TRE - 83

  • 26 septembre 2005


Que sera donc la mémoire ? Rien d’autre que la sensation des empreintes qui sont dans le cerveau, jointe à une pensée relative à une durée [1] déterminée de cette sensation, comme le montre la réminiscence. Dans la réminiscence, en effet, l’âme a la pensée de cette sensation, mais non sous la forme d’une durée continue ; et ainsi l’idée de la sensation n’est pas la durée même de la sensation, c’est-à-dire qu’elle n’en est pas proprement la mémoire. Quant à savoir si les idées elles-mêmes sont sujettes à quelque corruption, nous le verrons dans la Philosophie. Et, si quelqu’un trouvait cela très absurde, il suffit pour notre dessein de considérer que plus une chose est singulière, plus aisément on la retient, comme il appert de l’exemple ci-dessus donné de la comédie. En outre, plus une chose est connaissable, plus aisément on la retient. D’où suit que nous ne pourrons ne pas retenir une chose singulière au plus haut point, pour peu qu’elle soit connaissable.


Quid ergo erit memoria ? Nihil aliud, quam sensatio impressionum cerebri simul cum cogitatione ad determinatam durationem [2] sensationis ; quod etiam ostendit reminiscentia. Nam ibi anima cogitat de illa sensatione ; sed non sub continua duratione ; et sic idea istius sensationis non est ipsa duratio sensationis, id est, ipsa memoria. An vero ideae ipsae aliquam patiantur corruptionem, videbimus in philosophia. Et si hoc alicui valde absurdum videatur, sufficiet ad nostrum propositum, ut cogitet, quod, quo res est singularior, eo facilius retineatur, sicut ex exemplo comoediae modo allato patet. Porro quo res intelligibilior, eo etiam facilius retinetur. Unde maxime singularem et tantummodo intelligibilem non poterimus non retinere.

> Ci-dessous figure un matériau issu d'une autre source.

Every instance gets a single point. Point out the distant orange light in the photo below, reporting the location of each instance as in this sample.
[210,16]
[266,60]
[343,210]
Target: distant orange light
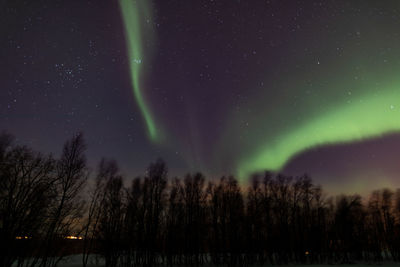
[22,237]
[73,237]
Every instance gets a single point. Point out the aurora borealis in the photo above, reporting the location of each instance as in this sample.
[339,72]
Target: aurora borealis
[224,87]
[135,14]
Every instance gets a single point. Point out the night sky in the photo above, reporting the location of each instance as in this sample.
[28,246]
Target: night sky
[229,86]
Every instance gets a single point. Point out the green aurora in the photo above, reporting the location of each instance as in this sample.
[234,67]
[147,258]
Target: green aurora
[135,14]
[370,116]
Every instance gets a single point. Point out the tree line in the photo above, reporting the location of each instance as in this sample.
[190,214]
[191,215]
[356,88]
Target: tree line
[159,220]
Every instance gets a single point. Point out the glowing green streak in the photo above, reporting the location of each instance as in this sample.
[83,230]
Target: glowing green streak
[369,117]
[133,13]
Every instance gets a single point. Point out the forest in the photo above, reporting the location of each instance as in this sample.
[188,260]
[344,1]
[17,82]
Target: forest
[189,221]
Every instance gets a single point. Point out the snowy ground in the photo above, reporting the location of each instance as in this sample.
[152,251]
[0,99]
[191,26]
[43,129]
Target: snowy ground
[76,261]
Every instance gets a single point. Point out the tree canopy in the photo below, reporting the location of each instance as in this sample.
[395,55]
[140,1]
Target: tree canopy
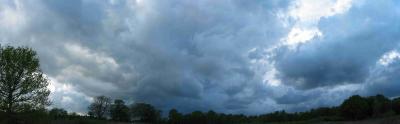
[23,86]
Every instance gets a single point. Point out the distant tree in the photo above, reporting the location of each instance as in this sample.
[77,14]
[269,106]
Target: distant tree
[174,117]
[58,113]
[355,108]
[22,83]
[99,107]
[212,117]
[119,111]
[379,105]
[145,113]
[396,105]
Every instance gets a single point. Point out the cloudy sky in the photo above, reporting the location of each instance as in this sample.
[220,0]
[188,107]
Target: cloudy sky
[232,56]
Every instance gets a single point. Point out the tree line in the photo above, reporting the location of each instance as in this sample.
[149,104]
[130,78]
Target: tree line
[24,99]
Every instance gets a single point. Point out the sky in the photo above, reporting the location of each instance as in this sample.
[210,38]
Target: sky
[231,56]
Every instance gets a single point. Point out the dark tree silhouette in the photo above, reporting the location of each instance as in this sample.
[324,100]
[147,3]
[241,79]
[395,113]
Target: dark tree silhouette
[355,108]
[396,105]
[23,86]
[99,107]
[145,113]
[379,105]
[119,111]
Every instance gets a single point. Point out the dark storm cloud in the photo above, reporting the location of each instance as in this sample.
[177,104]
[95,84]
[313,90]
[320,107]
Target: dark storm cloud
[202,55]
[171,54]
[351,44]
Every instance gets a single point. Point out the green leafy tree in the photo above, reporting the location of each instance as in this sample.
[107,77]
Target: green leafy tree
[355,108]
[99,107]
[119,111]
[145,113]
[23,86]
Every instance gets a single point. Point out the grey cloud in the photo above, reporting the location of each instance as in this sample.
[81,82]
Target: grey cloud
[351,44]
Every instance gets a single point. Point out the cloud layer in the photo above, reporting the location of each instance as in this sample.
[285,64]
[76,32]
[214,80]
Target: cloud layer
[229,56]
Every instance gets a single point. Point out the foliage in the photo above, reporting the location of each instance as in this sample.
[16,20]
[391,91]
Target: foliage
[99,107]
[23,86]
[145,113]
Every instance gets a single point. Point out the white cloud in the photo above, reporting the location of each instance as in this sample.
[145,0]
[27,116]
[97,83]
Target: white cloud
[307,14]
[389,57]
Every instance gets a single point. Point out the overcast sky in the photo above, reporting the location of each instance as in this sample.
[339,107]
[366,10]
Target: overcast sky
[232,56]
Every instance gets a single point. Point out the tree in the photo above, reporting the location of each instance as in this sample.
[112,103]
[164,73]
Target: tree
[379,105]
[145,112]
[396,105]
[119,111]
[22,83]
[174,117]
[355,108]
[99,107]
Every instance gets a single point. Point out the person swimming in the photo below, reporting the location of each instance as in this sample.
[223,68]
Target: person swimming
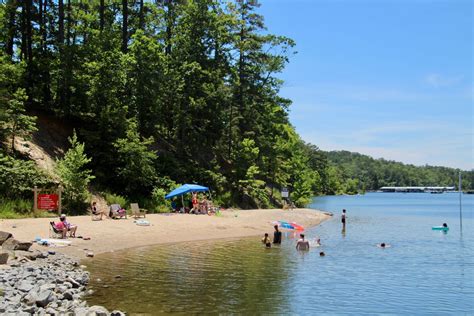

[1Si la durée n’est pas déterminée, le souvenir gardé de la même chose est imparfait, comme chacun paraît l’avoir appris de la nature. Car souvent pour accroître la crédibilité d’un témoignage nous demandons où et quand s’est passé le fait rapporté. Et, bien que les idées aussi aient leur durée dans l’esprit, ayant accoutumé de déterminer la durée par la mesure d’un mouvement, opération qui se fait elle même à l’aide de l’imagination, nous n’observons jusqu’ici aucune mémoire appartenant à l’esprit pur.

[2Si vero duratio sit indeterminata, memoria eius rei est imperfecta, quod quisque etiam videtur a natura didicisse. Saepe enim, ut alicui melius credamus in eo, quod dicit, rogamus, quando et ubi id contigerit. Quamvis etiam ideae ipsae suam habeant durationem in mente, tamen cum assueti simus durationem determinare ope alicuius mensurae motus, quod etiam ope imaginationis fit, ideo nullam adhuc memoriam observamus, quae sit purae mentis. Sp.